Bloating is a common and painful symptom of endometriosis. So, it may be beneficial to decrease your intake of foods that trigger bloating.
“Endo belly” has been a term coined to describe server bloating related to endometriosis. It’s most likely to occur during the second half of the menstrual cycle leading up to menstruation, caused by cyclic bloating of the abdomen.10
The NHS recommends the following to reduce bloating11:
- exercise regularly to improve your digestion and help prevent bloating – exercise can also help when you're feeling bloated
- chew with your mouth closed to avoid swallowing air
- drink plenty of water
- eat foods high in fibre if constipated
- eat smaller, more frequent meals instead of large meals
- massage your stomach from right to left to release trapped wind
Cutting out excessive fizzy drinks, alcohol, or caffeine, reducing foods that are known to cause gas, avoiding eating large meals late at night before bed or slouching when eating, and eating less processed, sugary, spicy, or fatty foods is also suggested by the NHS.12,13
Decreasing foods that make you bloat could help to prevent worsening your endometriosis symptoms.
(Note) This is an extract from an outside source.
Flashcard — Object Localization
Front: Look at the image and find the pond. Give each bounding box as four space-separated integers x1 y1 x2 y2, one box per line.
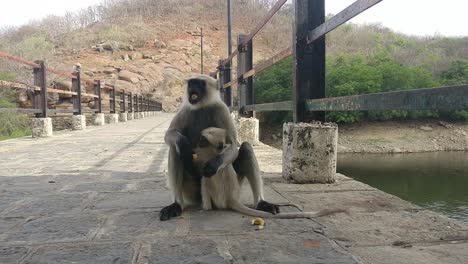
337 152 468 225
Another approach to improve bloating (and potentially endo belly) is to follow the low FODMAP diet, as found in a study involving just under 200 women.14
FODMAP is short for – wait for it, it’s a long one – Fermentable Oligo-, Di-, Mono-Saccharides And Polyols, the scientific names for certain groups of carbs known to trigger gastrointestinal symptoms. It has been shown that most individuals with IBS-like symptoms who reduced their intake of FODMAP’s had improved gut symptoms.15,16
Although research has shown changes in diet could help with endo belly, further clinical trials will help understand the role of diet in endometriosis.
There is also evidence of a correlation between low vitamin D levels and endometriosis. Most studies suggested that an increased dietary intake of vitamin D as a preventive measure have been promising.17 However, further research is needed.